Christian Bernabè, Salumificio Trentino (B2 masch)

Ok ragazzi, chiedo scusa ma è pur sempre estate ormai… Quindi scusate se questo giro per il “Personaggio” mi metto bermuda rosse, canotta giallo-viola di Kobe Bryant, mutandoni ascellari, ciabatte fucsia e occhiali da sole e me ne vado sul Garda. Macchè vacanza, se mi prendo alcuni giorni senza rompere le scatole al mondo pallavolistico di casa nostra è perché me ne sono andato a Cuneo, non certo sul Garda. Sul lago ci vado questo giro, ma stavolta per rompere le scatole come solo io posso fare. E questo giro tocca al buon Christian Bernabè, libero del Salumificio Trentino C9 Arco Riva già retrocesso ma soprattutto una delle bandiere della pallavolo di casa nostra. Professione libero. Libero di volare. Libero si sognare. Libero di essere sé stesso. Per noi giornalai fare titoli o pseudo-tali con libero è anche facile. Meno facile è farlo il libero, è vestire una maglia diversa e un ruolo completamente diverso da quello di tutti i suoi compagni di squadra. “Avrei voluto fare il portiere, era vestito meglio e stava fermo” cantavano i Bluvertigo e questo è applicabile anche per il libero nella pallavolo. E allora col buon “Berna”, storico ex portacolori dell’Argentario, andiamo anche a scoprire cosa serve per esser un buon libero. Andiamo a scoprire questo personaggio con la maglia diversa. Buona lettura!!

Ciao Christian, come stai?
“Tutto bene dai, tu?”
Ho passato momenti migliori ma non mi lamento mai. Vado subito al sodo, cos’è mancato quest’anno al Salumificio Trentino?

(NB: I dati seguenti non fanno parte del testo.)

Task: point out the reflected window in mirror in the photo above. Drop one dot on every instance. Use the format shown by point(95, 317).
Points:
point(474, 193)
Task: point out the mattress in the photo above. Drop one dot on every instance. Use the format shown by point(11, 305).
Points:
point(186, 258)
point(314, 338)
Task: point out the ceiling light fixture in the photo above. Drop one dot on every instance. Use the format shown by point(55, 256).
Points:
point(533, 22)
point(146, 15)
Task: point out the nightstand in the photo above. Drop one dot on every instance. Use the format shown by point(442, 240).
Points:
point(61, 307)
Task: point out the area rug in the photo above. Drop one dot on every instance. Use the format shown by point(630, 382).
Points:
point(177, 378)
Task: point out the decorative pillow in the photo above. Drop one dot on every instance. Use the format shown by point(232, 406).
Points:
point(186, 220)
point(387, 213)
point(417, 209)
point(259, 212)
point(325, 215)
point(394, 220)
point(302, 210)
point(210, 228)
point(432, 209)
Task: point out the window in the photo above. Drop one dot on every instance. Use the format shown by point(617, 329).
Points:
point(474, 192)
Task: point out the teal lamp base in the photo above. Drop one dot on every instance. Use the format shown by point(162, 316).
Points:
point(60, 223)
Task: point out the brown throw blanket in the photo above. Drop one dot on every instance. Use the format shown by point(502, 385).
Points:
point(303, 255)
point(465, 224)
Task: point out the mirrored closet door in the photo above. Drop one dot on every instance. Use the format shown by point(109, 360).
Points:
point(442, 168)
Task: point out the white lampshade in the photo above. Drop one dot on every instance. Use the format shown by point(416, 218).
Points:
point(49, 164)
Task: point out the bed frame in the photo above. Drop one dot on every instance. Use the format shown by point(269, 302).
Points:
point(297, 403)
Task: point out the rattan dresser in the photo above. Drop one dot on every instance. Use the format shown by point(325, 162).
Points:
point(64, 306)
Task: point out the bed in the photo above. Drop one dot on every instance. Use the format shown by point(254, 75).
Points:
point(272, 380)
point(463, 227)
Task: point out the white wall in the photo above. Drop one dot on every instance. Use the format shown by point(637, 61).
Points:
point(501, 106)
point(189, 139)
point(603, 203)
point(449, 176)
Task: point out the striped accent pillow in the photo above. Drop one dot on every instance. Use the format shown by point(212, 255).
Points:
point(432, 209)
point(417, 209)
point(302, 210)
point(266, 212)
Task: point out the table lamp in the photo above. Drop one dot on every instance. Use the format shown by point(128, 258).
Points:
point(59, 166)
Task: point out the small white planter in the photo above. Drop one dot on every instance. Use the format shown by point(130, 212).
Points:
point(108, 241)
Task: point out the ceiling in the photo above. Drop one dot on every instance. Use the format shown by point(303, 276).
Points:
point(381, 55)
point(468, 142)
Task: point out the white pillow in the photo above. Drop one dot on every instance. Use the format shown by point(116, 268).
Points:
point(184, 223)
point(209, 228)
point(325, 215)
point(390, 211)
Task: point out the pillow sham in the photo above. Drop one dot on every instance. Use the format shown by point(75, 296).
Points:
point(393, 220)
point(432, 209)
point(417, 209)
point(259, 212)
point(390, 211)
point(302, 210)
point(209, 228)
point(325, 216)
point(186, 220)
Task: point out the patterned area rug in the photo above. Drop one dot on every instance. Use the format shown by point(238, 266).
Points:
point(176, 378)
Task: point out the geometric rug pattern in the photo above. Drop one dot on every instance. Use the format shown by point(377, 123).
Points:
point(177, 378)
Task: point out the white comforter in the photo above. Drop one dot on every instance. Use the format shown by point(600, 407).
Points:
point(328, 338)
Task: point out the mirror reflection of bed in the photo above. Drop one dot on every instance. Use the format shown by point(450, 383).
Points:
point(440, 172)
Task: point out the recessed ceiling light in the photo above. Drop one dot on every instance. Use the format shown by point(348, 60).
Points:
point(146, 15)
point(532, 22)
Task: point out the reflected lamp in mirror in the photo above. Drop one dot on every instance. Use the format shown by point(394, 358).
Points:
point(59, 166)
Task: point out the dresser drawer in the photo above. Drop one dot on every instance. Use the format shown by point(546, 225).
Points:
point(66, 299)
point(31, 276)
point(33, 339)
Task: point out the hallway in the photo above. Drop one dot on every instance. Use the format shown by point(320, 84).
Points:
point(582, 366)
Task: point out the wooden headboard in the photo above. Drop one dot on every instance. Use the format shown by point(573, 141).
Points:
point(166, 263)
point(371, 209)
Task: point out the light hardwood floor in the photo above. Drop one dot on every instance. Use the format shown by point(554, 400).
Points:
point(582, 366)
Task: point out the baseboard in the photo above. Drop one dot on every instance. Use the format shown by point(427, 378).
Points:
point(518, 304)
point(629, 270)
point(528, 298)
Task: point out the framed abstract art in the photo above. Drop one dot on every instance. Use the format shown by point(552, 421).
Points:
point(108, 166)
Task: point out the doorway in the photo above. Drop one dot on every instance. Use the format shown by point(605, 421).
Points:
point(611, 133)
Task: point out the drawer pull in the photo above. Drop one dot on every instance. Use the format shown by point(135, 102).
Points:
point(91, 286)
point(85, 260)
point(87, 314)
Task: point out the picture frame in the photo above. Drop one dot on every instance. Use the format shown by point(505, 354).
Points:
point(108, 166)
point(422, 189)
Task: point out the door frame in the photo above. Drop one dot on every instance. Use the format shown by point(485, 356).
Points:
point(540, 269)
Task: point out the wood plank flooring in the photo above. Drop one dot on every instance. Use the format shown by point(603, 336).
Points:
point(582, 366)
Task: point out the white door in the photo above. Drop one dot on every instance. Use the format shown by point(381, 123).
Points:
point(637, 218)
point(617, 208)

”Però, parti subito con domande facili è? Non è facile rispondere. Certo rispetto all’anno precedente per l’Arco erano cambiate molto cose, molti ragazzi erano alla prima esperienza in un campionato come la B2 quindi non c’era l’esperienza per la gestione delle partite e dei giocatori. E la mia è una critica costruttiva. Non dico che ci sia stata superficialità nell’affrontare questa stagione perché non è assolutamente così, ma non si aveva l’esperienza necessaria. Il C9 ha tantissima esperienza di giovanile ma questa era la prima volta che la loro prima squadra si cimentava con un campionato di questo livello e quasi tutti noi lavoriamo durante il giorno e la pallavolo è uno sfogo la sera. Mentre se guardiamo tutte le squadre di vertice hanno almeno due o tre professionisti, gente che in tutto il giorno fa solo quello. Noi sbaglieremmo tanto, ma solo chi non lavora tutto il giorno poi può non sbagliare nemmeno una palla in partita”.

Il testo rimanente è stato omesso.